Two senior officers in charge of U.S. air power voiced increasing worries that U.S. forces will not be prepared for a future conflict with China, during a hearing of the Senate Armed Services airland subcommittee on Tuesday.
Air Force Lt. Gen. Herbert J. Carlisle, deputy chief of staff for operations, said China's rollout earlier this year of a new J-20 stealth fighter, which has made two or three test flights, is very troubling, along with another joint Russian-Indian stealth jet. Both aircraft could be sold to Iran and affect a future U.S. intervention there against Tehran’s nuclear program.

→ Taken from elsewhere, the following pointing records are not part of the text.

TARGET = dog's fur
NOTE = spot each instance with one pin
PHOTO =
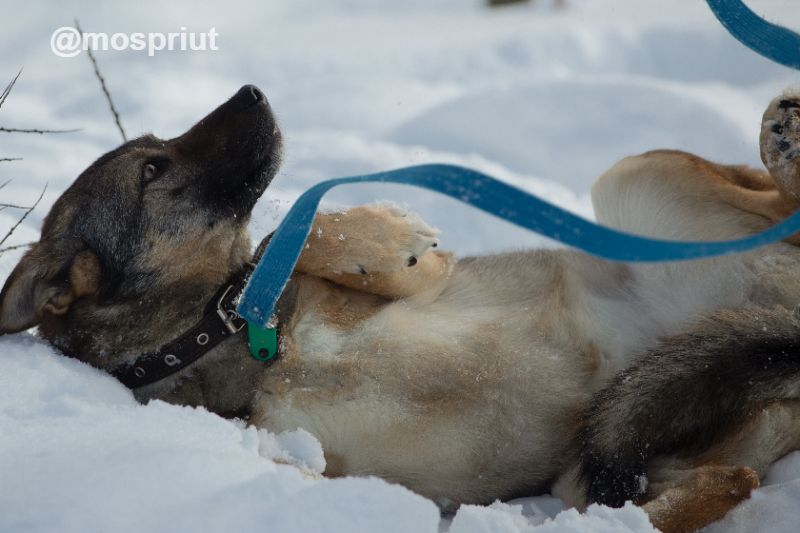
(466, 380)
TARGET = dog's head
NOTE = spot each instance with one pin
(152, 220)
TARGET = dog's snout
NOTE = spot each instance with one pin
(249, 95)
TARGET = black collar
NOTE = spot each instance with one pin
(219, 322)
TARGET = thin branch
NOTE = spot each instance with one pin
(24, 216)
(35, 130)
(8, 88)
(16, 247)
(103, 86)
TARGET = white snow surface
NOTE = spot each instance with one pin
(542, 98)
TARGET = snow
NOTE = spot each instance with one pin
(542, 98)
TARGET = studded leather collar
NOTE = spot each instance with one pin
(219, 323)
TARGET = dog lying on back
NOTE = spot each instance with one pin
(675, 385)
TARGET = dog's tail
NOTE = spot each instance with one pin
(686, 394)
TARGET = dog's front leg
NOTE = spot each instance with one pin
(380, 249)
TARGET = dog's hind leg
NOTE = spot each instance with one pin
(690, 492)
(780, 143)
(700, 394)
(379, 249)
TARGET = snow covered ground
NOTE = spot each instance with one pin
(544, 99)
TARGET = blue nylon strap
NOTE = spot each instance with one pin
(770, 40)
(272, 273)
(494, 197)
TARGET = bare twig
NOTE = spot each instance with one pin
(8, 88)
(104, 87)
(23, 217)
(35, 130)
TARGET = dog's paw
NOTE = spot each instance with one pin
(393, 238)
(780, 141)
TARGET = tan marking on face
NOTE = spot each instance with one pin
(206, 256)
(84, 275)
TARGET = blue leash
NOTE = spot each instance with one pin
(495, 197)
(257, 303)
(770, 40)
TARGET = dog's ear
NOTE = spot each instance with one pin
(46, 281)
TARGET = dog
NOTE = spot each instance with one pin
(674, 385)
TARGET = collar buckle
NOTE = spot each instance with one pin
(232, 321)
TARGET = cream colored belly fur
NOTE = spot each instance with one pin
(475, 385)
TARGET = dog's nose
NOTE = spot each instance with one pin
(249, 95)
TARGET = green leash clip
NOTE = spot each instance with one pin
(263, 342)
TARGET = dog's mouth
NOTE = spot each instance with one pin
(241, 146)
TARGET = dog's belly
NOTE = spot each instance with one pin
(462, 399)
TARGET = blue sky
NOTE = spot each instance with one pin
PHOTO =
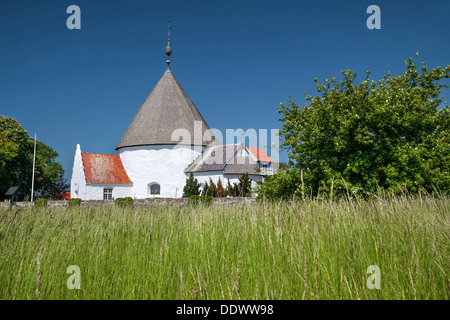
(237, 60)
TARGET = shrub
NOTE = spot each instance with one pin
(74, 202)
(194, 199)
(40, 202)
(123, 202)
(206, 199)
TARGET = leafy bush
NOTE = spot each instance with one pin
(195, 199)
(354, 138)
(206, 199)
(123, 202)
(74, 202)
(40, 202)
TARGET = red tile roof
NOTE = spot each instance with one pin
(104, 168)
(259, 154)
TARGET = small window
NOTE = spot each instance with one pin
(107, 193)
(155, 189)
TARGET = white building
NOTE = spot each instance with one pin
(166, 141)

The three-star general’s comments echoed earlier comments by Navy Vice Adm. David J. Dorsett, a senior intelligence official, who said of the J-20 in January that “we have been pretty consistent in underestimating the delivery of Chinese technology and weapons systems.”
“All of those things are incredibly disturbing to us for the future,” Gen. Carlisle said. “And again, … we not only have to be able to defeat those, we have to hold those targets at risk, and that’s where these fifth-generation aircraft come in.”
Asked during the hearing what “keeps you up at night,” Rear Adm. David L. Philman, Navy director of warfare integration, said: “Well, the China scenario is first and foremost, I believe, because they seem to be more advanced and they have the capability out there right now, and their ships at sea and their other anti-access capabilities.”